Pero es posible que el destino de este pueblo que no llegó a las tres décadas lo haya registrado el franciscano español fray Pedro Simón. En su obra Noticias historiales de las conquistas de Tierra Firme en las Indias Occidentales, publicada en 1626, describe la erupción de un volcán, el 12 de marzo de 1595, y que transformó los ríos Gualí y Lagunilla en lahares de destrucción:
Abrasaba la tierra por donde se extendía el agua y no quedó pescado en ninguno de los dos que no muriese. Fué mas notable esta creciente que en el río Gualí, en el Lagunilla, cuya furia fué tal que desde donde desemboca por entro dos sierras para salir al llano, arrojó por media legua muchos peñascos cuadrados, en que so echó de ver su furia más que si fueran redondos, y entre ellos uno mayor que un cuarto de casa. Ensanchóse por la sabana más de media legua de distancia por una parte y otra, mudando por la una de nuevo la madre, y anegando la inundación todo el ganado vacuno que pudo antecoger en cuatro ó cinco leguas, que fue así extendido hasta entrar en el de la Magdalena, abrasando de tal manera las tierras por donde iba pasando, que hasta hoy no han vuelto á rebrotar sino tal y cual espartillo. (sic)
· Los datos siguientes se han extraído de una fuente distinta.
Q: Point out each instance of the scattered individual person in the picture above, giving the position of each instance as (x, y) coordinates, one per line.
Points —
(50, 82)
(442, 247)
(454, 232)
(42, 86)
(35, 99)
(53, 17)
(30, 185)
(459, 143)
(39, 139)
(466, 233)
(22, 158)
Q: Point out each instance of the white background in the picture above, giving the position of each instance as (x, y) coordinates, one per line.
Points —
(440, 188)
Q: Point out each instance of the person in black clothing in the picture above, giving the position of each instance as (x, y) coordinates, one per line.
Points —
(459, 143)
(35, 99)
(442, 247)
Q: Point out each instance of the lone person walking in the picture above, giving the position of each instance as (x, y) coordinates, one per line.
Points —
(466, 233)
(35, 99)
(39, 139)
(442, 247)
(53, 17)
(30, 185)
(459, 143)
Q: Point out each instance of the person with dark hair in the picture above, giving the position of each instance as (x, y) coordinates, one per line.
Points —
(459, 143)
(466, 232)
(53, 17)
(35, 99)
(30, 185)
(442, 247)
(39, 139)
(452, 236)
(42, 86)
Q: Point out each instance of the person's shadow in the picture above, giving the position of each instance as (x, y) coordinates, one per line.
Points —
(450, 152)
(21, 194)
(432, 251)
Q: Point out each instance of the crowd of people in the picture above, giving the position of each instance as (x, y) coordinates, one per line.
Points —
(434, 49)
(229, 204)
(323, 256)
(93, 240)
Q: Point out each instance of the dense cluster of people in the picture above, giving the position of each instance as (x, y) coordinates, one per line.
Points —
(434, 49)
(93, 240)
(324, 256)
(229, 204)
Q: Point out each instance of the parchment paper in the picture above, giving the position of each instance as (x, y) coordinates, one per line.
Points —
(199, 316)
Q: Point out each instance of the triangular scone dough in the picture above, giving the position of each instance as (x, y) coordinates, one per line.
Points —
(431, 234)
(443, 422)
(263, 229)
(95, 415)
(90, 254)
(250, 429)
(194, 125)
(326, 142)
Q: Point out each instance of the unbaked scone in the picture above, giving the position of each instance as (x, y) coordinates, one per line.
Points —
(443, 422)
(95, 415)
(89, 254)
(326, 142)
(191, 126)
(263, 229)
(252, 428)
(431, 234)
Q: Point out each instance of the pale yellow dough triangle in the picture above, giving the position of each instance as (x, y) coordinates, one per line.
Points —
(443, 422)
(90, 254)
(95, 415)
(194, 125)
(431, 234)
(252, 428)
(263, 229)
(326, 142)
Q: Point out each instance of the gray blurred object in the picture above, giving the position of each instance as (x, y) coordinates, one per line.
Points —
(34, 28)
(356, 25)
El volcán es el Nevado de El Ruiz, y tanto el Servicio Geológico Colombiano como el área de Desastres Naturales del National Research Council canadiense, tienen registrada y estudiada esta erupción de ceniza, gases y piroclastos de hace 430 años. Una que, según documentos de la época, dejó 636 personas muertas. Una muy parecida a la que acabó con Armero en 1985. Entonces, ¿será posible que Santa Águeda del Gualí haya desaparecido tras esa avalancha de 1595?
Consulté con los historiadores Gonzalo Duque Escobar y Albeiro Valencia Llano sobre Santa Águeda de Gualí y ninguno sabía de su existencia. También les expuse mi hipótesis y el profesor Valencia Llano dice que es posible que esa población haya quedado sepultada tras una erupción volcánica, tal como le sucedió al antiguo Armero, en 1848, y que según el Servicio Geológico Colombiano dejó al menos mil muertos. Y como ocurrió hace 40 años, donde unas 25 mil personas perdieron la vida en Tolima y Caldas. Tragedias que no solo sepultaron pueblos sino documentos y archivos; historias enterradas bajo capas de lodo y piedra. Territorios que fueron reclamados por la naturaleza y que, con el paso de los siglos, su memoria se perdió.
Aunque su ubicación se desconoce, Santa Águeda del Gualí existió. Si bien lo que causó su desaparición sigue siendo una incógnita, la duda de su destino está sembrada. Y queda claro que ante la fuerza de la naturaleza no hay santa que valga.